Viel ist in den vergangenen Monaten geschehen. „Mit den Innenarbeiten sind wir im Wesentlichen fertig. Da war ja praktisch alles zu machen“ , resümiert Oliver Pätz. Maurer, Trockenbauer, Klempner, Heizungsbauer und Elektriker gaben sich die Klinke in die Hand. Auch neue Fenster hat das altehrwürdige Haus inzwischen, genauso wie ein neues Dach. „Dort sind noch Restarbeiten zu erledigen, die aber erst nach Abbau des Gerüstes realisiert werden können.“
Problematischer gestaltet sich die Sanierung der Fassade, an der vor kurzem zwei Ringbalken angebracht wurden. Sorgen bereitet dem Ehepaar allerdings der Zustand der Straße vor ihrem Haus. „Vor allem macht sich das bei den Bussen bemerkbar. Einige donnern regelrecht durch die Uferstraße“ , schätzt Oliver Pätz ein. Nicht nur er, sondern auch die Nachbarn wissen von den teilweise massiven Erschütterungen zu berichten.
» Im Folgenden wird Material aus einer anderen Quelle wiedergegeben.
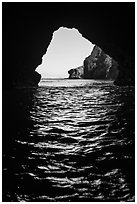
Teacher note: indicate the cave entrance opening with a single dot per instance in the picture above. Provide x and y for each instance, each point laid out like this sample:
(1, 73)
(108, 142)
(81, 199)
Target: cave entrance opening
(67, 50)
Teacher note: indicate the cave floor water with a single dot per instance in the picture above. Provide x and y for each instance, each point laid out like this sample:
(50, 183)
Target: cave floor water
(69, 140)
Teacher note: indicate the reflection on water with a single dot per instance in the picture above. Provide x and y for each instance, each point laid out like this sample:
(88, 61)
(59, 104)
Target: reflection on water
(69, 140)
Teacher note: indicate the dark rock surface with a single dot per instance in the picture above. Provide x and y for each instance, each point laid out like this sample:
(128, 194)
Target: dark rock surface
(97, 65)
(76, 73)
(27, 30)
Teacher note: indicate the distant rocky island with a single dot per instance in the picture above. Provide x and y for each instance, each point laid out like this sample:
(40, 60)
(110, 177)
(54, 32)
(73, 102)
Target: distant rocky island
(97, 65)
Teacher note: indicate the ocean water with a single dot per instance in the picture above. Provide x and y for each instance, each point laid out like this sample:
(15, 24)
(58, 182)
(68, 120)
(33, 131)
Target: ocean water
(69, 140)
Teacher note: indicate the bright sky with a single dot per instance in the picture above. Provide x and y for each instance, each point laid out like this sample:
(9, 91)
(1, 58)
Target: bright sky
(67, 50)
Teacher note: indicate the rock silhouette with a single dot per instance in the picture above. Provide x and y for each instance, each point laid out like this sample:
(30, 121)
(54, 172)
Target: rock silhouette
(97, 65)
(28, 28)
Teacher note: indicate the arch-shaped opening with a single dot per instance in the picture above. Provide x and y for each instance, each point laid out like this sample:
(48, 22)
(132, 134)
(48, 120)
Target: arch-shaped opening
(67, 49)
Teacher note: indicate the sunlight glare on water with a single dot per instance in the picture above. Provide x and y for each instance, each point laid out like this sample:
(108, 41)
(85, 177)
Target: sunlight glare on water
(79, 144)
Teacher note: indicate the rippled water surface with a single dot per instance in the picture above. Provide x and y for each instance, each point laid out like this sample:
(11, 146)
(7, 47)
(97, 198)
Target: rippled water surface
(69, 140)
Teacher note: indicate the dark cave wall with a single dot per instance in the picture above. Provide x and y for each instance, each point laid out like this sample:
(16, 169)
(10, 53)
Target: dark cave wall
(27, 31)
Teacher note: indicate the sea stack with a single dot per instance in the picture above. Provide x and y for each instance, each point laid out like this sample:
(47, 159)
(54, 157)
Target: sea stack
(97, 65)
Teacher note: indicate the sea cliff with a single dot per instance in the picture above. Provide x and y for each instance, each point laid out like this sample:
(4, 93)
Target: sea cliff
(97, 65)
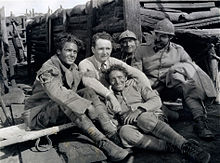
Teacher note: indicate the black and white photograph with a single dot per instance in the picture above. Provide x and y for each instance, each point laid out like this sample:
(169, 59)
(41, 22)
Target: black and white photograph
(104, 81)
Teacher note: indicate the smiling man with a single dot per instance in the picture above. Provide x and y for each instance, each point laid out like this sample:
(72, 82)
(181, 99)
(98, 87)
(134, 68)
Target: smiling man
(128, 43)
(97, 64)
(56, 99)
(142, 124)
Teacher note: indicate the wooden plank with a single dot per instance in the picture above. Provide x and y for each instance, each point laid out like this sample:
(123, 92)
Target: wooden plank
(91, 22)
(77, 26)
(58, 28)
(17, 134)
(78, 19)
(180, 5)
(132, 20)
(110, 27)
(180, 1)
(197, 21)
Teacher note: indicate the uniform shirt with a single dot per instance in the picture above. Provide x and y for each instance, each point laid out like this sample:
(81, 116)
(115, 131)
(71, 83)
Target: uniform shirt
(156, 63)
(98, 81)
(125, 57)
(137, 95)
(56, 83)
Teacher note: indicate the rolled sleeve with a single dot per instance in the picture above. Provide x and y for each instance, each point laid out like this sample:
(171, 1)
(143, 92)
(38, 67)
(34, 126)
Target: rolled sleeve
(151, 98)
(51, 82)
(86, 66)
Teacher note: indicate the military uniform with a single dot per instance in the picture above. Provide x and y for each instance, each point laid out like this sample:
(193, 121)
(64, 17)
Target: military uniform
(149, 131)
(160, 66)
(54, 90)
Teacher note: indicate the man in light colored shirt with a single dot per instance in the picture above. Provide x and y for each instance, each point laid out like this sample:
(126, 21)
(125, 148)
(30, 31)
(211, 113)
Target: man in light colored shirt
(141, 122)
(56, 99)
(98, 63)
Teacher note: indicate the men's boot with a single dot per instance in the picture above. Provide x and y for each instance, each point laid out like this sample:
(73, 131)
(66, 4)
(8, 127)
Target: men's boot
(194, 151)
(202, 129)
(152, 143)
(114, 152)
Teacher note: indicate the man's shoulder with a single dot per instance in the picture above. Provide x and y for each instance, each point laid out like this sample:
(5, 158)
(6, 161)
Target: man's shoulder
(85, 61)
(176, 46)
(50, 67)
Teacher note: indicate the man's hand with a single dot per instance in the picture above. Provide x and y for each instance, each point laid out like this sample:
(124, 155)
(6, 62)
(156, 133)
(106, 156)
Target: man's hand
(89, 73)
(116, 107)
(132, 116)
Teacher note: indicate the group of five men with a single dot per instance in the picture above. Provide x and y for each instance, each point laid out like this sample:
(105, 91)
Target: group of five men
(122, 95)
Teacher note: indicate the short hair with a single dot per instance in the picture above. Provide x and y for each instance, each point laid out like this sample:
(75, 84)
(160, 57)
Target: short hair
(115, 67)
(62, 38)
(101, 35)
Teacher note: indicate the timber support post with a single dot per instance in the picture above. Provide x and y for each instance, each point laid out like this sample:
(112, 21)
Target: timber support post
(132, 19)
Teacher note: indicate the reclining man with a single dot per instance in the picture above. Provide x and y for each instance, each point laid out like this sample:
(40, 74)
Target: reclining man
(173, 74)
(55, 98)
(142, 124)
(96, 66)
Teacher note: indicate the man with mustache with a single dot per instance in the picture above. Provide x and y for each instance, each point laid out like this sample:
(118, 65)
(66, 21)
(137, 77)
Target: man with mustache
(142, 124)
(173, 74)
(128, 44)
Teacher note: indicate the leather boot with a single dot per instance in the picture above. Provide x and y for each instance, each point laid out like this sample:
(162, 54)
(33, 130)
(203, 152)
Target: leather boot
(194, 151)
(152, 143)
(202, 129)
(114, 152)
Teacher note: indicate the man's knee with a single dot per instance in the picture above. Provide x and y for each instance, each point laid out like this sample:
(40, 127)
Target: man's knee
(87, 93)
(147, 121)
(130, 135)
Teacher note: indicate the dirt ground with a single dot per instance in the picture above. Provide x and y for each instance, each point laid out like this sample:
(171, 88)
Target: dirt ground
(26, 152)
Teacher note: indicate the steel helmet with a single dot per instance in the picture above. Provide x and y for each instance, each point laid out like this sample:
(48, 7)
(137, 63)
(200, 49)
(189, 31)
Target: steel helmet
(165, 26)
(127, 34)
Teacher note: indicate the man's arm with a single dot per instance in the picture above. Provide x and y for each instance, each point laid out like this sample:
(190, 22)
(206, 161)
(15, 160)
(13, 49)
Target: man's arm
(151, 98)
(134, 73)
(184, 56)
(91, 81)
(137, 60)
(86, 67)
(51, 83)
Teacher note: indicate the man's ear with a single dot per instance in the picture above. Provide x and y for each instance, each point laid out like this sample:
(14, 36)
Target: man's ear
(58, 51)
(93, 50)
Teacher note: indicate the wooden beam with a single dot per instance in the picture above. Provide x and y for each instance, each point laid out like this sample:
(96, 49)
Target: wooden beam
(91, 22)
(189, 5)
(132, 20)
(180, 1)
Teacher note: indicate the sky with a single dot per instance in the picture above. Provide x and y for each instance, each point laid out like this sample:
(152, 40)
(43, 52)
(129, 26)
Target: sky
(18, 7)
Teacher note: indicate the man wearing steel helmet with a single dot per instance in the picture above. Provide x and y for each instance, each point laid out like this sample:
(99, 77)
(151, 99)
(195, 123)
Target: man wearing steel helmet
(173, 74)
(128, 42)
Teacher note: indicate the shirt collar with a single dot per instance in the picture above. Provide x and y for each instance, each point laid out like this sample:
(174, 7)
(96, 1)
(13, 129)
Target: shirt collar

Die Folgen sind für jedermann sichtbar: Zwei große Risse haben sich im Obergeschoss des Hauses von Ehepaar Pätz gebildet. „Wir haben bereits im vorigen Jahr an die Stadt geschrieben und werden dies jetzt wieder tun.“ Nach Ansicht von Oliver Pätz könnte eine Geschwindigkeitsbegrenzung für Fahrzeuge ab einem bestimmten Gewicht die Lösung sein.
„Wenn das Straßenproblem aber bestehen bleibt, können wir nur das Notwendigste an der Fassade tun. Allein die Schmuckelemente sind nämlich schon ein enormer Kostenfaktor, und wir können es uns nicht leisten, Geld zum Fenster hinauszuwerfen.“
Von all diesen Dingen lassen sich die Eheleute aber nicht unterkriegen. Im Sommer soll ihre Villa fertig sein. Dann folgen noch die Remise und die Außenanlagen.